Just as the popularity of virtualization changed the way data is stored, managed and protected from bare metal deployments, the rise of containers and modern applications changed these processes again.
That is because of fundamental differences between containers and virtual machines. Containers use microservices that create reusable elements that can be invoked updated and scaled independently. With containers, multiple compute instances can run on a single host operating system. This makes for a more effective way to rapidly deploy and update applications.
But the move to containers requires changes in how storage is provisioned and managed and brings about different challenges for IT teams.
Unlike virtual machines, containers are ephemeral. Some only live for seconds and do not need to store data. All data is lost when a container shuts down. To host stateful applications such as databases deployed on containers, persistent storage must be provided. And if they are enterprise applications, they require the same enterprise storage features as applications running on VMs and bare metal.
Evaluator Group Taxonomy for Container Storage
The need to provide consistent storage for containers has created a new category of software-defined storage (SDS) called Container-Native Storage (also known as cloud-native storage and container-attached storage).

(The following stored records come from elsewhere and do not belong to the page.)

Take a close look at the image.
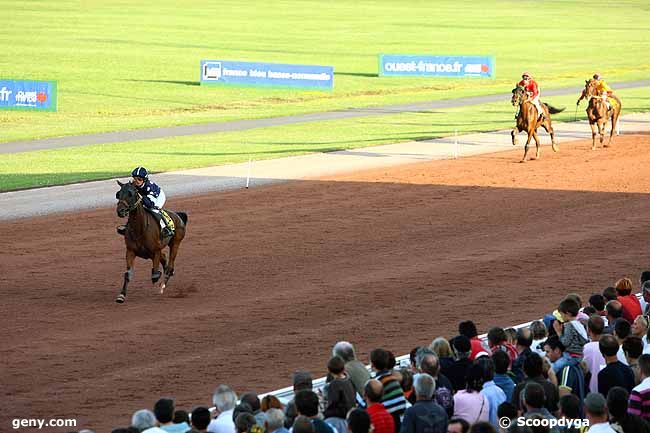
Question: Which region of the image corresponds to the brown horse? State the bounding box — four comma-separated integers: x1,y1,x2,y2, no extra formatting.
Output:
578,79,621,150
510,86,564,162
115,180,187,304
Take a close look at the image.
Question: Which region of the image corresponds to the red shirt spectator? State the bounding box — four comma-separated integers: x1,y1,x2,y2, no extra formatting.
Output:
367,403,395,433
614,278,643,323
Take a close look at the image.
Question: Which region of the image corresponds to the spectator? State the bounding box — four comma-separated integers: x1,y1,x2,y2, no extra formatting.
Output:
631,316,648,340
332,341,370,394
521,383,556,426
294,390,335,433
492,351,512,401
598,335,634,395
585,392,616,433
512,328,533,382
458,320,488,361
639,280,650,316
442,335,472,392
488,327,517,365
153,398,190,433
454,364,490,424
447,418,469,433
208,385,237,433
264,408,289,433
615,278,643,323
131,409,165,433
627,355,650,421
589,293,607,326
544,334,585,401
547,299,589,374
607,386,650,433
522,320,548,356
400,373,448,433
364,379,395,433
240,392,265,427
413,354,454,418
284,370,312,428
429,337,456,376
583,316,605,392
260,394,284,412
476,354,506,429
559,394,584,433
190,406,210,433
469,422,497,433
292,415,314,433
347,409,370,433
370,349,406,433
622,336,643,386
323,356,356,422
512,353,559,413
603,286,618,303
604,300,623,334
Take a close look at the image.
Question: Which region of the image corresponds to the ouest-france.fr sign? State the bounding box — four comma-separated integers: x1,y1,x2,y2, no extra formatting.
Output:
201,60,334,90
379,54,496,78
0,79,56,111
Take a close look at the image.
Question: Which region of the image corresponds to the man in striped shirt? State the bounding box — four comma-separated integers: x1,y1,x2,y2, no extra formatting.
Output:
370,349,406,431
627,354,650,421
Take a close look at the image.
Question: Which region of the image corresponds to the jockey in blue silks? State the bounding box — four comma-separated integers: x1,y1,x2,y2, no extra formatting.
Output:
117,167,173,237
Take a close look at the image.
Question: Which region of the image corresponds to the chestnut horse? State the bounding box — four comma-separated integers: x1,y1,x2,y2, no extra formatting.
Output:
578,79,621,150
510,86,564,162
115,180,187,304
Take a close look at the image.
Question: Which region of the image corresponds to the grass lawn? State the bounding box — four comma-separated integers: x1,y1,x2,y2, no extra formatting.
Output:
0,88,650,191
0,0,650,141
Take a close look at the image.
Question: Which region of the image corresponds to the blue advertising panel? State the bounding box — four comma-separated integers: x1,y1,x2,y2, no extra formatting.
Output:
0,79,56,111
201,60,334,90
379,54,496,78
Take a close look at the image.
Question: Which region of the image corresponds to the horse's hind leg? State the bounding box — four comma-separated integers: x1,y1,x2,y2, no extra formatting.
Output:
115,249,135,304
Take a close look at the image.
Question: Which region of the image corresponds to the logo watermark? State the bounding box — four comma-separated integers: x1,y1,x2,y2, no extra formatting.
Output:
499,416,589,429
11,418,77,430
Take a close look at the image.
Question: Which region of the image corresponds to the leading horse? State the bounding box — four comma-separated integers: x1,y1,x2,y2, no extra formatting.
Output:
510,86,564,162
578,79,621,150
115,180,187,304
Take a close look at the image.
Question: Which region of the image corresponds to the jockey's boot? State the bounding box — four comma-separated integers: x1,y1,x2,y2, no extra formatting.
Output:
160,227,174,239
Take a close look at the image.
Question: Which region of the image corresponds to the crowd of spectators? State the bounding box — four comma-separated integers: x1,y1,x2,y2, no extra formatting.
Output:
72,272,650,433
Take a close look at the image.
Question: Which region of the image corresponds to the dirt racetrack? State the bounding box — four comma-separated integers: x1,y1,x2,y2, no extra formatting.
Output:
0,135,650,432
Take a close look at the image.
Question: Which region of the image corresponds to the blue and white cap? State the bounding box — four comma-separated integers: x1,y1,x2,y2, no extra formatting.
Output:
131,167,149,179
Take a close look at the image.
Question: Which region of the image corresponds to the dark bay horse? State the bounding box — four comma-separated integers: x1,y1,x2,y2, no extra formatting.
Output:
510,86,564,162
578,79,621,150
115,180,187,304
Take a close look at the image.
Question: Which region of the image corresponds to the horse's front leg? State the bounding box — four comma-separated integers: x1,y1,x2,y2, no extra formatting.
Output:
115,248,135,304
151,250,164,293
521,131,533,162
589,123,598,150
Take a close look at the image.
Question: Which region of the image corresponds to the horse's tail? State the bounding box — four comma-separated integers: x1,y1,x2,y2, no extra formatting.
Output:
546,104,566,114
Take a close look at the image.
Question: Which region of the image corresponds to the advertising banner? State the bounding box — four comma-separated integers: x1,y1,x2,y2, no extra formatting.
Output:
201,60,334,90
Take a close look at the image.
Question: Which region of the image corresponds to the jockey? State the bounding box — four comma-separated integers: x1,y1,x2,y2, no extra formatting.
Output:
517,72,544,120
117,167,173,237
576,73,614,110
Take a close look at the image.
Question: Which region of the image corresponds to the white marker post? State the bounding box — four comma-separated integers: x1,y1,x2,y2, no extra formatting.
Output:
246,157,253,189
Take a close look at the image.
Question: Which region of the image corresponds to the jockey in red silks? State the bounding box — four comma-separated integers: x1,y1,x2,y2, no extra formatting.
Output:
517,72,544,120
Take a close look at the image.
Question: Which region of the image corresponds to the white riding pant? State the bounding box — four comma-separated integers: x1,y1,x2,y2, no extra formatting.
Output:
530,95,544,116
149,189,167,228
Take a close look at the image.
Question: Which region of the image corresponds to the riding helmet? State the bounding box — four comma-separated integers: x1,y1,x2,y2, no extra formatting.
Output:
131,167,149,179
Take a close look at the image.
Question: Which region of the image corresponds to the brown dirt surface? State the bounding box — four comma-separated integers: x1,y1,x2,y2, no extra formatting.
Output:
0,135,650,432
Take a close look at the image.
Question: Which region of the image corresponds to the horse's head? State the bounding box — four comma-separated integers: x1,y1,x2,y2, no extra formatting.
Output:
510,86,528,105
115,180,142,218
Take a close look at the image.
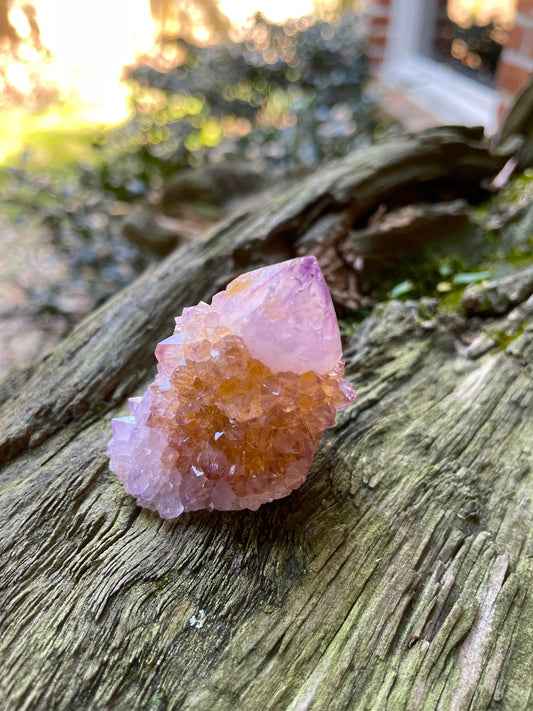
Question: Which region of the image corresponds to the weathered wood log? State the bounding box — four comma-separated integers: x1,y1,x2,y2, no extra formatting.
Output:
0,129,533,711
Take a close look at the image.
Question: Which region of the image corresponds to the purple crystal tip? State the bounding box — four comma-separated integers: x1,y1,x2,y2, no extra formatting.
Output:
109,257,355,518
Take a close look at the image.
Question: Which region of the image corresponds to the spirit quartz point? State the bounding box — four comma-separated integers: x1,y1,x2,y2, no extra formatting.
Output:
108,257,355,518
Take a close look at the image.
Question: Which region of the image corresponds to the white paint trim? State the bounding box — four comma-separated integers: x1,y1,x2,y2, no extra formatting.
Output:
502,49,533,72
379,0,500,132
379,54,500,133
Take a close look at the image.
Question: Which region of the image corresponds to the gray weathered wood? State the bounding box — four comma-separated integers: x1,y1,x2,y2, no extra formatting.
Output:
0,130,533,711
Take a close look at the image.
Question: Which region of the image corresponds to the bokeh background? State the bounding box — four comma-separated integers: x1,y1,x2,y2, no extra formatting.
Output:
0,0,517,376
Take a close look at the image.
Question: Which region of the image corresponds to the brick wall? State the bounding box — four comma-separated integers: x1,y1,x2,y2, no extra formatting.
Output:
368,0,391,69
369,0,533,107
496,0,533,106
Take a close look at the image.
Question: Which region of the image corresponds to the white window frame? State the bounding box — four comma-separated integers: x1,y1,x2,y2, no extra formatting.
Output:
379,0,500,133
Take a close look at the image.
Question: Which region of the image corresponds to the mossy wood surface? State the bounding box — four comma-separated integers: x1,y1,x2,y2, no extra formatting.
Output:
0,129,533,711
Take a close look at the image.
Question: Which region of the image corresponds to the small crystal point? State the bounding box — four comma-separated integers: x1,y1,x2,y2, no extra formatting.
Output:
109,257,355,518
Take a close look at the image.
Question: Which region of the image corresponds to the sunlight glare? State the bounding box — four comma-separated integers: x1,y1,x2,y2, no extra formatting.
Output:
34,0,154,123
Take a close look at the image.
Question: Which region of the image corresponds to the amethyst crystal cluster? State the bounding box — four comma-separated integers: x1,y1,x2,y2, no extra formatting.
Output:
109,257,355,518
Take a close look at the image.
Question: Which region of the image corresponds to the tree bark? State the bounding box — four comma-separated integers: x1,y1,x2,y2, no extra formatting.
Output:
0,129,533,711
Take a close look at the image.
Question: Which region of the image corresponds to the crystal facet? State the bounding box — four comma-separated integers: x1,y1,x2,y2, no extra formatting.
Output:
109,257,355,518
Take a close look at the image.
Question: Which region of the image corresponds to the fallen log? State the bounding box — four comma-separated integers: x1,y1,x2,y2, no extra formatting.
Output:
0,129,533,711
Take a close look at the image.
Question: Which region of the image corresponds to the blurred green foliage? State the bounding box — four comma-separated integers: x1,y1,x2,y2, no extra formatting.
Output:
96,14,372,199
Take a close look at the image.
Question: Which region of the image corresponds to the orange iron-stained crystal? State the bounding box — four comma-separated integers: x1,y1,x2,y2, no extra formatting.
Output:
109,257,355,518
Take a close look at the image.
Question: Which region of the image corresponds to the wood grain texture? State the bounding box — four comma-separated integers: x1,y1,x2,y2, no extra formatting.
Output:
0,129,533,711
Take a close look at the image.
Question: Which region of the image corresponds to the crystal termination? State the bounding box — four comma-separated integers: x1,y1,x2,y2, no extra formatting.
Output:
108,257,355,518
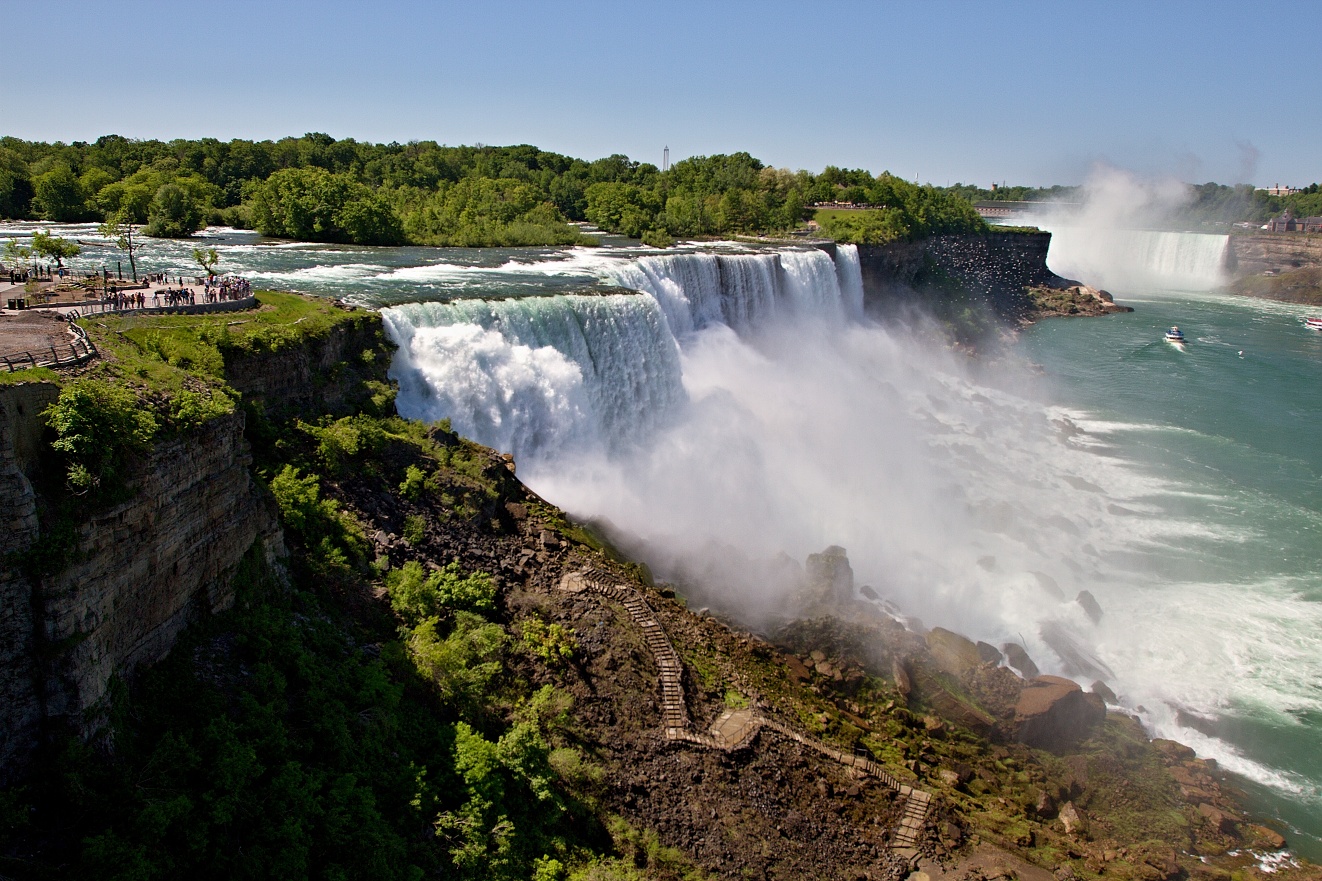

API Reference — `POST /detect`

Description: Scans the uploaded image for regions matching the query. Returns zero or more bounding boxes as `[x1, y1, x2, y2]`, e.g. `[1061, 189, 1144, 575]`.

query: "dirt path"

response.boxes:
[559, 569, 932, 851]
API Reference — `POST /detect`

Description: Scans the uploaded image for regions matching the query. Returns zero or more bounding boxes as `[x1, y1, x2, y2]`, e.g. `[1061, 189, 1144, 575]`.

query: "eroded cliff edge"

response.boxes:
[858, 230, 1132, 343]
[0, 298, 389, 780]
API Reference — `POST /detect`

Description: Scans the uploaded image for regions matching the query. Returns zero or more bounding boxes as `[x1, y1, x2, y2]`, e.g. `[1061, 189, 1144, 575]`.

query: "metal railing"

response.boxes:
[0, 311, 100, 373]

While the concept behind Container Native Storage (CNS) is similar to other types of SDS and hyper-converged infrastructure (HCI), it has key technology differences.
The Evaluator Group defines CNS as software that was designed from the start to run in containers for natively persistent data. CNS vendors include Portworx (part of Pure Storage), Red Hat OpenShift with OCS, StorageOS, Robin.IO, Diamanti, MayaData and Ionir.
This categorization does not include storage software originally developed to run outside of containers, but ported to run inside them. These types of software usually include file system or object storage. We cover these applications in other Evaluator Group research. They include IBM Spectrum Scale (covered in high-end NAS), NetApp ONTAP (NAS and SAN), and MinIO and Cloudian object storage.
We also do not classify as CNS any block SDS that runs on servers in non-containers or runs in containers but operates as external storage. These SDS products include NetApp ONTAP Select, NetApp eSDS (Solid Fire), StoreOne S1 and DataCore SANsymphony. We cover these products in our software-defined storage research.
Traditional storage systems that support Container Storage Interface (CSI) and run outside of containers we classify as Container Ready Storage. These systems also provide persistent storage to containerized applications.